South Australia now says more than 230 establishments have already installed facial recognition technology in an attempt to meet these obligations. Facial recognition helps site operators spot players who have been banned from the casino, even if they never have direct interactions with casino staff (as is possible with an automated poker machine).

The law itself was passed to prevent problem gambling and the associated fallout. According to Attorney General Vickie Chapman, facial recognition is more effective than manual checks because it eliminates human error and gives places a better way to handle high volume of traffic.

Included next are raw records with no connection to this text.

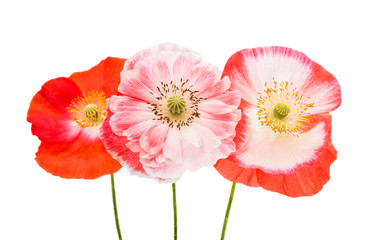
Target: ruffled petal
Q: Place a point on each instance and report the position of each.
(80, 158)
(274, 153)
(48, 111)
(152, 141)
(120, 148)
(103, 77)
(249, 69)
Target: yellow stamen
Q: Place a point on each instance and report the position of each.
(281, 107)
(89, 110)
(281, 110)
(176, 105)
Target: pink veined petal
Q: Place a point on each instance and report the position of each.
(205, 79)
(214, 106)
(51, 122)
(249, 69)
(135, 132)
(173, 147)
(136, 86)
(208, 139)
(152, 141)
(157, 50)
(189, 136)
(222, 129)
(117, 147)
(232, 98)
(164, 171)
(123, 120)
(183, 65)
(276, 154)
(323, 90)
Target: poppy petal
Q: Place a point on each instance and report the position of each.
(80, 158)
(48, 114)
(104, 77)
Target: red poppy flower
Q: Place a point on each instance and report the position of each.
(283, 139)
(66, 115)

“Previously, site staff had to remember the faces of all banned customers and be required to identify them sometimes during peak periods,” Chapman explained. “By automating much of this work through facial recognition, staff receive an alert and are able to take appropriate action in response by intervening and ensuring that a banned person is not allowed to play. “

Since the law came into force, gambling establishments in South Australia have scanned more than 50 million faces and detected banned players more than 1,700 times. Chapman also noted that many sites have been proactive and have voluntarily installed facial recognition technology even though they are not required to do so by the letter of the law.

Gaming operators can currently choose from one of six approved facial recognition providers, although that number may increase with three more pending requests. Japan has announced similar plans to use facial recognition to combat gambling addiction, while Star Casino in Sydney, Australia has deployed the technology to stop would-be thieves.